Regenerative Agriculture Needs A Reckoning

 

Image credit: Cornelia Li

 

Editor’s Note: In calling for an urgent change in farming practices, “regenerative agriculture” has become a major buzzword in many agriculture and climate circles. While we know that the practice could sequester between 14.52–22.27 gigatons of CO2 between 2020 and 2050 (according to Project Drawdown estimates), the industry is yet to agree upon one definition for “regenerative agriculture.” As an industry, we need to come together to have uncomfortable conversations about equity access, and agree upon such definitions to ensure that we can tread forward. Here’s an article about a biologically diverse farmstead that is successfully using regenerative practices to bring fresh produce to their community.



Why avoiding uncomfortable conversations about equity, race, and access threatens to spoil a nascent movement’s environmental promise.

It hardly matters if you’re dealing with food justice activists or tech-startup entrepreneurs. Small, independent farmers or the corporate leadership of agribusiness giants. Policy wonks or research scientists. Everyone is talking about regenerative agriculture. Some even say it’s the future—and not just of farming. The most fervent advocates say so-called “regenerative” practices have the power to restore the balance between human beings and nature, a solution finally big enough to save our beleaguered planet from all of us.  

Buoyed by the optimism of food producers, foundations, and corporate leaders, the term has gained new levels of visibility in the past two years. It’s spawned books by farmers and filmmakers, features in The New York Times and The Washington Post, and at least one full-length filmKiss the Ground, a Netflix-distributed documentary. It’s become a marketing buzzword in the corporate world, too, with companies like McDonald’s, Target, Cargill, Danone, General Mills, and others pledging to use funds to support regenerative practices. The term has even been applied as a modifier to individual food products: In 2019, Applegate Farms, a subsidiary of major meatpacker Hormel Foods, debuted a line of “regenerative” sausages.

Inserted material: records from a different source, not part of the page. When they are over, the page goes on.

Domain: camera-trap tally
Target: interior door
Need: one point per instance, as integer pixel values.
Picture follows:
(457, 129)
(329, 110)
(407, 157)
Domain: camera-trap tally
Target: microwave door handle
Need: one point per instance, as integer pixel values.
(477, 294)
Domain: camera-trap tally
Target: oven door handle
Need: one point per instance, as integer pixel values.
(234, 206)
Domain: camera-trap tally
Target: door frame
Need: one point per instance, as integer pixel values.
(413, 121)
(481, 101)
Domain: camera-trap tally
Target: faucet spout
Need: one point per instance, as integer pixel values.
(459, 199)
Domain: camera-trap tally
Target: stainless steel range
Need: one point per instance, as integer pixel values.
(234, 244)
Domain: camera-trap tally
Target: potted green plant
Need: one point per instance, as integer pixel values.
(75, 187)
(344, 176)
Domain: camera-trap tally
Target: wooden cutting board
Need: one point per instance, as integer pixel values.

That private-sector momentum may soon get a public-sector boost. Advisers to President Joe Biden have suggested that the new administration launch a carbon bank for farmers as part of a plan to fight climate change, using the Commodity Credit Corporation—the same government war chest President Trump used to bail out mostly white, mostly wealthy farmers for income lost due to his trade war—to pay agricultural producers to sequester carbon in the soil.

Image credit: Cornelia Li

It’s a promising idea. Advocates for regenerative farming argue that agricultural fields can help bury carbon deep under the ground, offsetting the disastrous climate effects of burning fossil fuels—and that potential promise is a central part of its appeal. Even members of the U.S. Senate, not lately known for their consensus-building abilities, have crossed party lines to get on board.

But the growing, still-incipient movement harbors a secret below its hopeful surface: No one really agrees on what “regenerative agriculture” means, or what it should accomplish, let alone how those benefits should be quantified. Significant disagreements remain—not only about practices like cover crops, or the feasibility of widespread carbon capture, but about market power and racial equity and land ownership. Even as “regenerative” gets increasingly hyped as a transformative solution, the fundamentals are still being negotiated. 

A growing movement harbors a secret: No one really agrees on what “regenerative agriculture” should mean.

That lack of consensus is visible at the most basic level. In a new study published in Frontiers in Sustainable Food Systems, scholars from the University of Colorado, Boulder looked at how regenerative agriculture was defined across 229 academic journal articles and 25 practitioner websites. They found that only 51 percent of research articles that used the term supplied any sort of definition, while 84 percent of practitioner organizations did. Meanwhile, among the sources that did provide a definition, the details varied dramatically. 

Many—but far from all—of the sources surveyed said that “regenerative” was about improving soil health, or sequestering carbon. For some, the term meant using no-till practices or planting cover crops. For others, it was about integrating livestock and crop production, or improving animal welfare practices. For still others, it was about improving human health, or food access, or food safety. Some said it was about supporting small-scale systems. Others said it was about improving the social and economic well-being of communities, regardless of farm size. Some said it was about increasing yields. Some said it was about increasing profit.